Dario Pejrone
Professore associato di economia e gestione delle imprese presso l’Università di Torino
L’approvazione (non entusiastica) della riforma del Patto di Stabilità da parte del governo italiano e la bocciatura del MES da parte del Parlamento sono le notizie economiche che hanno avuto più rilevanza alla fine del 2023. Molti economisti hanno criticato entrambe le azioni da un punto di vista tecnico, critiche riprese anche dalle opposizioni al governo Meloni.
In realtà, entrambi sono documenti non puramente tecnici ma, come si è visto dall’iter di discussione che li ha accompagnati, sono accordi essenzialmente politici. Da un punto di vista economico, infatti, nessuno dei due trattati appare fondamentale o anche solo positivo, se guardato da un punto di vista liberale.

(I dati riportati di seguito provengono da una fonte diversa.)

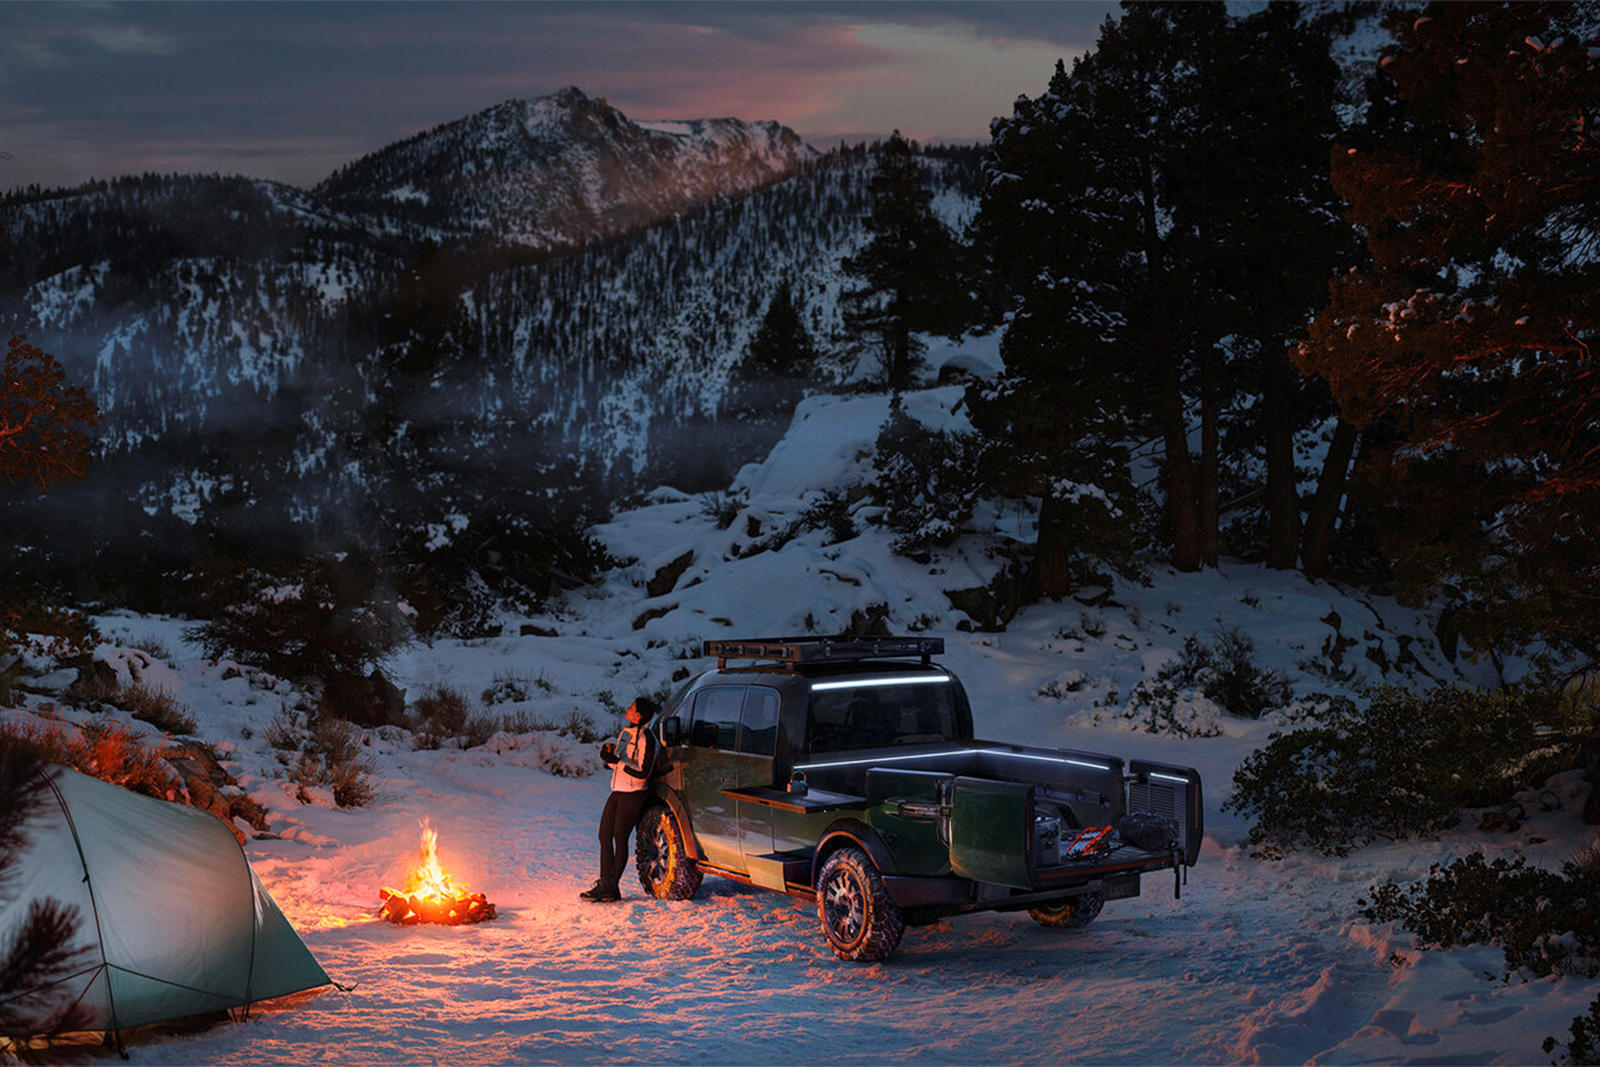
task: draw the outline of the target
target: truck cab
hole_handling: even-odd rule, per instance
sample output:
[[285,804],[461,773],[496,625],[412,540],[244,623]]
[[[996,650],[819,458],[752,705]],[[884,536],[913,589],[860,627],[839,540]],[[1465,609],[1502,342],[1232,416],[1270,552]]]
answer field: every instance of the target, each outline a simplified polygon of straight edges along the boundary
[[1076,929],[1140,877],[1192,866],[1188,767],[974,736],[940,638],[709,641],[717,666],[668,702],[641,818],[641,883],[692,895],[715,874],[814,900],[844,959],[904,927],[1027,910]]

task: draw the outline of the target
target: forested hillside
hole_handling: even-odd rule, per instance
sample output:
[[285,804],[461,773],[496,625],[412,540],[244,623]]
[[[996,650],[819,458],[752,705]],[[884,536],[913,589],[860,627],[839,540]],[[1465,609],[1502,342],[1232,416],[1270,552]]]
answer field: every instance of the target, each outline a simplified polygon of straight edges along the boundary
[[1136,5],[973,150],[564,90],[309,192],[14,193],[0,314],[102,418],[90,477],[8,507],[11,557],[104,589],[361,548],[547,588],[806,394],[948,363],[980,371],[963,428],[892,404],[870,499],[827,504],[903,551],[1014,508],[1024,599],[1233,557],[1408,593],[1451,652],[1588,649],[1600,19],[1440,10]]

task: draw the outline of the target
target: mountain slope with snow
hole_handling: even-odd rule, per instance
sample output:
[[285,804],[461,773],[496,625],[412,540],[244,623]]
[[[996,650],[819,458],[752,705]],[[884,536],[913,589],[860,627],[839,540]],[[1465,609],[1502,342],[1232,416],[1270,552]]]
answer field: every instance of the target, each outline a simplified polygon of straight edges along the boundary
[[447,238],[574,248],[786,178],[815,154],[776,122],[635,122],[568,87],[390,145],[316,192]]

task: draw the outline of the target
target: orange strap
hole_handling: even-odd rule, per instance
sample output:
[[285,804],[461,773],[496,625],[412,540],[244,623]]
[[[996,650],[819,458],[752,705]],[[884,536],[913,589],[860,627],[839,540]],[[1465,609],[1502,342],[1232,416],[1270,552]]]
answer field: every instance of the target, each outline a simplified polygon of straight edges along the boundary
[[1079,830],[1077,836],[1067,842],[1066,847],[1061,852],[1066,856],[1087,856],[1089,853],[1103,848],[1107,844],[1106,838],[1110,834],[1111,827],[1109,826],[1099,829],[1091,826],[1087,830]]

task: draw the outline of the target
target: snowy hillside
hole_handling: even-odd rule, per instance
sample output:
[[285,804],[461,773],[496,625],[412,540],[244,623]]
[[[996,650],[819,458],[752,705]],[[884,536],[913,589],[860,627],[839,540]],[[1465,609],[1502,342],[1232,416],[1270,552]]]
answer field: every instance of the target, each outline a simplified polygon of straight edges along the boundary
[[[907,410],[959,425],[957,395],[915,392]],[[1555,810],[1526,798],[1534,814],[1515,833],[1468,820],[1343,860],[1269,863],[1248,855],[1247,828],[1220,804],[1233,769],[1284,715],[1234,719],[1190,693],[1184,721],[1217,729],[1187,732],[1210,736],[1145,733],[1123,716],[1134,687],[1186,637],[1218,626],[1247,634],[1297,697],[1458,677],[1426,620],[1382,598],[1225,564],[1157,568],[1148,585],[1034,605],[1004,632],[973,631],[946,591],[986,582],[991,549],[1008,527],[1025,532],[1026,514],[996,516],[995,533],[927,565],[892,555],[867,516],[843,539],[793,524],[815,494],[871,477],[886,415],[881,397],[806,402],[725,494],[738,508],[731,522],[707,498],[660,490],[599,531],[627,561],[602,583],[544,615],[506,617],[505,636],[414,645],[391,673],[413,701],[447,686],[483,711],[550,723],[576,713],[608,733],[633,694],[706,666],[704,638],[808,623],[830,632],[881,606],[895,631],[945,638],[980,736],[1197,768],[1206,840],[1181,900],[1150,877],[1142,896],[1076,935],[1022,915],[957,917],[908,932],[893,957],[866,966],[833,958],[811,906],[715,878],[694,899],[663,903],[630,870],[622,903],[583,904],[606,788],[584,775],[598,769],[592,745],[540,729],[419,751],[410,734],[382,728],[364,742],[377,770],[371,805],[336,809],[316,789],[302,802],[268,738],[303,694],[208,661],[181,620],[111,615],[99,620],[101,657],[171,693],[226,754],[273,826],[247,845],[262,880],[328,972],[355,986],[242,1024],[138,1035],[133,1062],[1542,1062],[1541,1040],[1565,1034],[1589,983],[1503,984],[1498,950],[1419,951],[1358,921],[1355,901],[1375,880],[1418,878],[1472,851],[1559,862],[1592,836],[1580,776],[1549,783]],[[35,711],[45,703],[27,698]],[[499,918],[451,929],[375,917],[378,888],[414,860],[422,818],[439,831],[444,865]]]
[[[647,132],[697,159],[734,150],[720,120],[671,129]],[[836,153],[535,262],[412,244],[356,207],[235,179],[0,204],[16,252],[0,315],[105,416],[102,462],[28,543],[75,537],[61,517],[105,513],[108,492],[115,524],[158,543],[173,522],[248,541],[263,521],[403,542],[452,515],[568,522],[690,466],[695,488],[720,484],[748,457],[711,423],[780,281],[819,343],[838,328],[870,166]]]

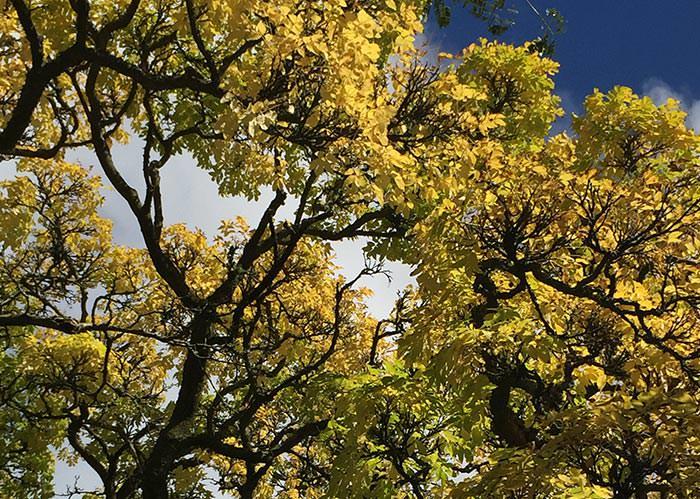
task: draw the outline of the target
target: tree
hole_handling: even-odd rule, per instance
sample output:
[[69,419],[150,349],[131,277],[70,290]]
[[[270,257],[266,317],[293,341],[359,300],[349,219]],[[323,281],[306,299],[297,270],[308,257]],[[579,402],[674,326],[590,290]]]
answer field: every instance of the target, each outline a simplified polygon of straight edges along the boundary
[[[50,495],[56,453],[85,497],[698,492],[697,136],[617,88],[549,137],[556,64],[482,41],[431,67],[425,7],[11,1],[3,494]],[[260,219],[166,226],[183,154]],[[383,259],[417,285],[376,320]]]
[[440,396],[426,420],[468,463],[457,496],[697,495],[699,139],[684,119],[596,91],[572,137],[477,156],[417,233],[401,346]]

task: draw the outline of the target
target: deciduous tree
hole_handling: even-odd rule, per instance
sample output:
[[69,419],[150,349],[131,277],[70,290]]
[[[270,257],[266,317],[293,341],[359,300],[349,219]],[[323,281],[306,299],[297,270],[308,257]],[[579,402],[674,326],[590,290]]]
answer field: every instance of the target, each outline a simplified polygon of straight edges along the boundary
[[[2,494],[50,496],[56,456],[110,499],[700,492],[698,137],[626,88],[551,136],[556,64],[433,67],[425,7],[4,8]],[[175,157],[266,209],[166,225]],[[377,320],[383,259],[417,283]]]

Il MES e il Patto di Stabilità costituiscono, insieme, l’asse portante della governance economica europea. Secondo la prospettiva Law and Economics, la struttura di governance ha il ruolo di fornire a tutte le parti di un sistema produttivo i giusti incentivi, per perseguire una traiettoria di sviluppo. Se si guarda ai tassi di crescita della UE (in particolare la zona euro) negli ultimi 15 anni, si comprende perché la governance precedente fosse giudicata fallimentare. Eppure, la riforma proposta in realtà tocca solo marginalmente la questione della crescita. Qual è quindi la visione strategica alla base di questa riforma? Ecco il punto più preoccupante: non appare evidente alcuna visione strategica per lo sviluppo economico europeo.

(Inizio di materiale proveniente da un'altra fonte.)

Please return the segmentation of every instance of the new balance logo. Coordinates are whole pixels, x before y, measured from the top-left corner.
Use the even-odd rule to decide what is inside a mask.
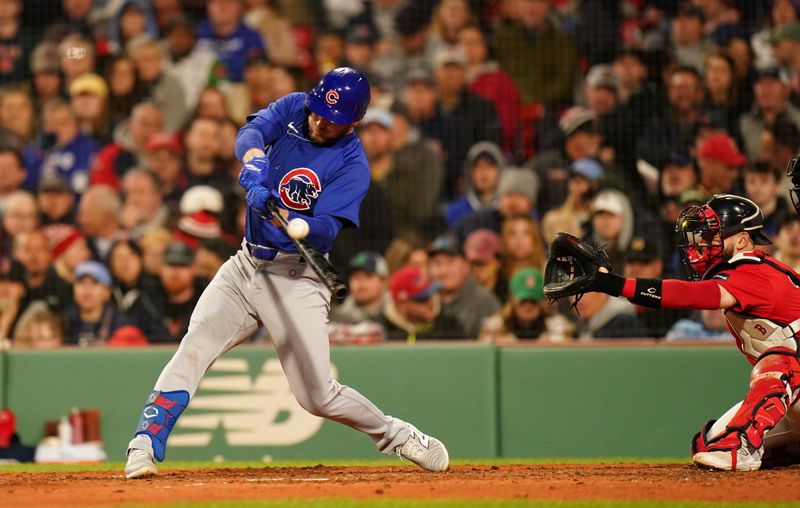
[[[428,448],[428,446],[430,445],[430,438],[425,434],[423,434],[422,432],[420,432],[419,429],[412,427],[410,425],[409,427],[411,427],[411,437],[419,441],[419,443],[425,448]]]
[[[331,365],[336,377],[336,369]],[[245,359],[220,359],[200,383],[169,438],[170,446],[208,446],[220,429],[228,446],[289,446],[316,434],[323,423],[294,398],[277,359],[253,379]]]

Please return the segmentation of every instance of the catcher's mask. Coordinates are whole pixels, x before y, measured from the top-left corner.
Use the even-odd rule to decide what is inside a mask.
[[[742,231],[747,231],[756,245],[772,243],[761,232],[763,225],[758,205],[732,194],[717,194],[702,206],[685,209],[675,231],[682,237],[678,248],[686,276],[700,280],[709,268],[723,261],[725,238]]]
[[[800,152],[786,165],[786,176],[792,179],[792,188],[789,190],[789,195],[792,197],[792,205],[794,205],[795,211],[800,214],[800,168],[797,167],[798,162],[800,162]]]

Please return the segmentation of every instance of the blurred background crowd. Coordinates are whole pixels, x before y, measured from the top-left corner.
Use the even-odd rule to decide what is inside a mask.
[[[722,338],[719,312],[542,294],[547,244],[682,277],[731,192],[800,267],[797,0],[0,0],[0,338],[177,343],[239,248],[248,114],[364,72],[372,185],[331,340]],[[267,340],[268,332],[254,340]]]

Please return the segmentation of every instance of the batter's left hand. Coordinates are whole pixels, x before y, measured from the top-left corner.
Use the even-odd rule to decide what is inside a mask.
[[[267,200],[271,197],[272,193],[269,191],[269,189],[260,185],[255,185],[247,191],[245,200],[247,201],[247,204],[250,205],[250,207],[253,208],[253,210],[255,210],[260,216],[269,220],[272,218],[272,213],[267,210]]]

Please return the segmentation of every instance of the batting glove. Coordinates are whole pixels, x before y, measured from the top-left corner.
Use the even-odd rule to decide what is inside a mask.
[[[270,199],[271,196],[272,194],[269,189],[261,185],[255,185],[247,191],[245,199],[247,200],[247,204],[250,205],[256,213],[269,220],[272,218],[272,213],[267,210],[267,200]]]
[[[242,166],[242,171],[239,173],[239,185],[246,191],[250,191],[256,186],[261,186],[267,171],[269,171],[269,159],[267,156],[253,157]]]

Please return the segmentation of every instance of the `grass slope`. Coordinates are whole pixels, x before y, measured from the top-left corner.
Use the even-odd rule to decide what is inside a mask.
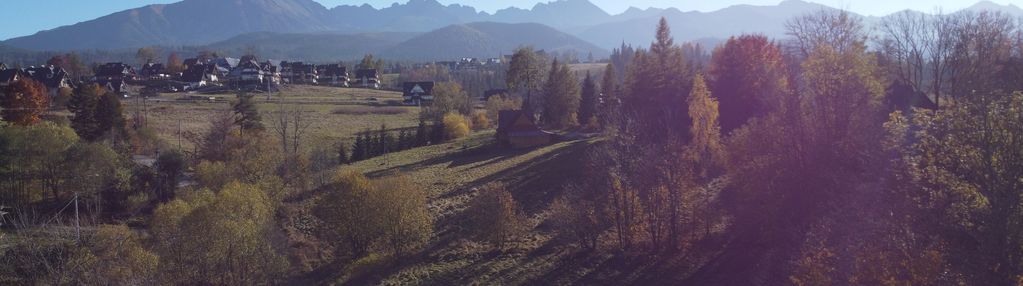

A livello di sistemi produttivi il dibattito economico si concentra ormai non tanto sull’ottenere un tasso di crescita costante, quanto sulla capacità di resistere e di innovare di fronte agli shock esterni. Questo si ottiene consentendo una grande flessibilità degli ecosistemi nazionali. Ecco allora che una struttura di governance sovranazionale dovrebbe garantire e incentivare i governi alla flessibilità e alla innovazione delle politiche economiche.
Purtroppo, non è questo che si trova nella riforma. Vi è invece molta genericità rispetto agli obiettivi e molto dettaglio nelle procedure di controllo e nelle procedure sanzionatorie, mostrando che tali riforme sono state costruite in maniera burocratica anziché in maniera strategica.

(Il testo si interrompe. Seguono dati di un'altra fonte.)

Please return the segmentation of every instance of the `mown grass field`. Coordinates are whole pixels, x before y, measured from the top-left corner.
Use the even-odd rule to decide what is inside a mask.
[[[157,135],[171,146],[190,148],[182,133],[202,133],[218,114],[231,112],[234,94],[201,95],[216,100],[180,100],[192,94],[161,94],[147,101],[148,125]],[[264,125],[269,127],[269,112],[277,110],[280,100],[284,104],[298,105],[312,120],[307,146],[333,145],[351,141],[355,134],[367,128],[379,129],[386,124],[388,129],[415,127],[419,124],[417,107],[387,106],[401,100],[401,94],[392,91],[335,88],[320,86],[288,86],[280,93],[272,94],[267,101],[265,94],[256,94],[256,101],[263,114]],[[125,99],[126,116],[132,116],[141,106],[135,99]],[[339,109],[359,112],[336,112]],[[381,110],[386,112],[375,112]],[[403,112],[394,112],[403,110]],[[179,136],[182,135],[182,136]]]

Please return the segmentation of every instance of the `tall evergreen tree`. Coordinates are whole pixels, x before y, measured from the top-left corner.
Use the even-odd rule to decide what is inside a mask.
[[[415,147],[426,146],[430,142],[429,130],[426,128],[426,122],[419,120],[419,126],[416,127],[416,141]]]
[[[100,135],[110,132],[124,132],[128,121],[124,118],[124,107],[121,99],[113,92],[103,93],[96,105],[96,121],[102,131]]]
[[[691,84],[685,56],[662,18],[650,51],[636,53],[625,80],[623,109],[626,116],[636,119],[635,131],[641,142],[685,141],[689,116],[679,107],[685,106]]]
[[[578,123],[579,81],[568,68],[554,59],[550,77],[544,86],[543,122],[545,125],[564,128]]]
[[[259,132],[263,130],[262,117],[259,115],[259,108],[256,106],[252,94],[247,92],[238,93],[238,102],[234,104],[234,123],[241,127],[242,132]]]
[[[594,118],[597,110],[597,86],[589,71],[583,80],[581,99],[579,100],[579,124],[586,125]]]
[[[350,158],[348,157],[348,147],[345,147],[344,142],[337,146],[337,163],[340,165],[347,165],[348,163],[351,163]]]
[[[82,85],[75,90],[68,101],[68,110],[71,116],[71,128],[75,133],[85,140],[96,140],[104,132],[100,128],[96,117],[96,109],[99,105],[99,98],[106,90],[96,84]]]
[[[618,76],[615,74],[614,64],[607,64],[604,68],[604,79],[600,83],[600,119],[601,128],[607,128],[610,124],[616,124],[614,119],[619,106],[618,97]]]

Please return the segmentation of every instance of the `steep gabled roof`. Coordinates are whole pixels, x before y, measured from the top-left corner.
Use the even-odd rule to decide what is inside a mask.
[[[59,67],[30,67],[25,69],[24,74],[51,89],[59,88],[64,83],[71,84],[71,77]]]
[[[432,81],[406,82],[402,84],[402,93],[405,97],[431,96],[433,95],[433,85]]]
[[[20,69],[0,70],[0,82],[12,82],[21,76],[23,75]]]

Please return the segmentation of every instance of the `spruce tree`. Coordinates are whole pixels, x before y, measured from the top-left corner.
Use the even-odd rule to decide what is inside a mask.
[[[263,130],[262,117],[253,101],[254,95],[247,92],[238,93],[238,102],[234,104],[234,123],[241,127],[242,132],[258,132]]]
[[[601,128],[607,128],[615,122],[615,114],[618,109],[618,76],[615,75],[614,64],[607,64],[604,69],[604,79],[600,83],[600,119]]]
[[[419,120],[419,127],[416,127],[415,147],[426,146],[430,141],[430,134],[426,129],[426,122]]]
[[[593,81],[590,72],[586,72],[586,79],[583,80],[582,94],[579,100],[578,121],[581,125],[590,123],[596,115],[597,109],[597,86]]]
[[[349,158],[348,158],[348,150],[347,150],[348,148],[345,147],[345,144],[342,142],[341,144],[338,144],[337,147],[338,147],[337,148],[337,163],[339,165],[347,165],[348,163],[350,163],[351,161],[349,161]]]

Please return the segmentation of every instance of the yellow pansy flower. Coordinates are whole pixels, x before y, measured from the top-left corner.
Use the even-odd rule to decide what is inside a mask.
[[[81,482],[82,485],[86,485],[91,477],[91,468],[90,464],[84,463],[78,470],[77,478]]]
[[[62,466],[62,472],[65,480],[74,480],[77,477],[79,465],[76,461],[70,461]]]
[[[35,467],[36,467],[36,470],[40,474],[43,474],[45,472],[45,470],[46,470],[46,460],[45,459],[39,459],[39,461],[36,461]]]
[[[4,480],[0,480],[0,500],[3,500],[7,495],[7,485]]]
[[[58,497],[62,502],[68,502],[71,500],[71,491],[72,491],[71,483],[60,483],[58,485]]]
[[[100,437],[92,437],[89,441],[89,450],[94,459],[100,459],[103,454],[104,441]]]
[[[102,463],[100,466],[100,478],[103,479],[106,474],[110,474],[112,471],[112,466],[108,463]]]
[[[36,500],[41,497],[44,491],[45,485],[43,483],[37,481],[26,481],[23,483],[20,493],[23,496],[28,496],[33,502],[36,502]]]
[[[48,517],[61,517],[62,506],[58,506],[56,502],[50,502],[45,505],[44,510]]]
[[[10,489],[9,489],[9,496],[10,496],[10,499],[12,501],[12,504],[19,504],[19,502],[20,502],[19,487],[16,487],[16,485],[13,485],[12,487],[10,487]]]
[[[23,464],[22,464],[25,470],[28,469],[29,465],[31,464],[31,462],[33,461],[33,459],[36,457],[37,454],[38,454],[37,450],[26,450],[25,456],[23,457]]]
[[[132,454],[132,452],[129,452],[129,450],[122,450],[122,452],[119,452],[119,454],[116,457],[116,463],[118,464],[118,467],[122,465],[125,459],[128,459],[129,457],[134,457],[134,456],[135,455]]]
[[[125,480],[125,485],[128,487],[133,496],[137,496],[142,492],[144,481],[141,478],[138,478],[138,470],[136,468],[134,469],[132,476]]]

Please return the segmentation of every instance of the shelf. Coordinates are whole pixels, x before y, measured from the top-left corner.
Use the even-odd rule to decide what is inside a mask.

La discussione tra i governi europei ha accentuato questa caratteristica, concentrandosi sulle clausole anziché sulla struttura complessiva. In questo contesto le scelte italiane sono criticabili esattamente come quelle di qualunque altro paese, considerando che ciascuno ha trattato sui dettagli che gli interessavano. Insomma, criticare l’Italia perché non ha ottenuto questa oppure quella clausola, o perché non ha approvato il Mes, non solo non ha senso in questo contesto, ma perde di vista il vero problema. Che è quello della mancanza di strategia da parte dell’Unione Europea. In un contesto nazionale ma soprattutto internazionale così incerto come quello che abbiamo oggi, questo dovrebbe essere il punto cruciale.
Al contrario, tutta la riforma di governance si basa su una sola questione: la riduzione del rischio. Quale rischio? Il default di stati e banche? Ebbene sì, a quanto pare la UE è così ottimista sul nostro sistema economico da costruire tutta la sua governance sulle modalità per ridurre questo rischio. Eppure, gli economisti liberali ci insegnano che dove c’è un apparato fiscale in grado di funzionare, un’autorità statale solida ed una forte capacità produttiva a lungo termine, è molto difficile che ci sia un rischio di default di uno stato sovrano, anche con forti squilibri di debito pubblico. Questo è dimostrato dai casi in cui ci sono effettivamente stati dei default di stati sovrani, tutti casi in cui mancavano una o più di queste caratteristiche. Per quanto riguarda le banche, forse sarebbe il caso di riformare la Banca centrale europea, anziché costringere tutti i governi europei a ratificare il MES, che si è già dimostrato inadeguato.
Il governo italiano, in questo contesto, non ha fatto altro che giocare la sua partita, mostrando che sulla mancata ratifica del MES non stava “bluffando” e, dall’altra parte, ottenendo alcune clausole che gli interessavano sul Patto di stabilità (in particolare l’allungamento del piano di aggiustamento del debito su 7 anni). Insomma, ha giocato una partita politica, facendo scelte politiche, su riforme politiche. Ha quindi agito con piena legittimità, ed invocare ragioni “tecniche” per cui queste scelte sarebbero dannose, significa porsi in un’ottica, di nuovo, squisitamente politica e tutt’altro che economica.
Il vero punto di cui si dovrebbe cominciare a discutere è che un siffatto sistema di governance rischia di diventare un collo di bottiglia, anziché un incentivo a migliorare quelli che sono in questo momento i difetti e ad affrontare le problematiche dell’economia europea.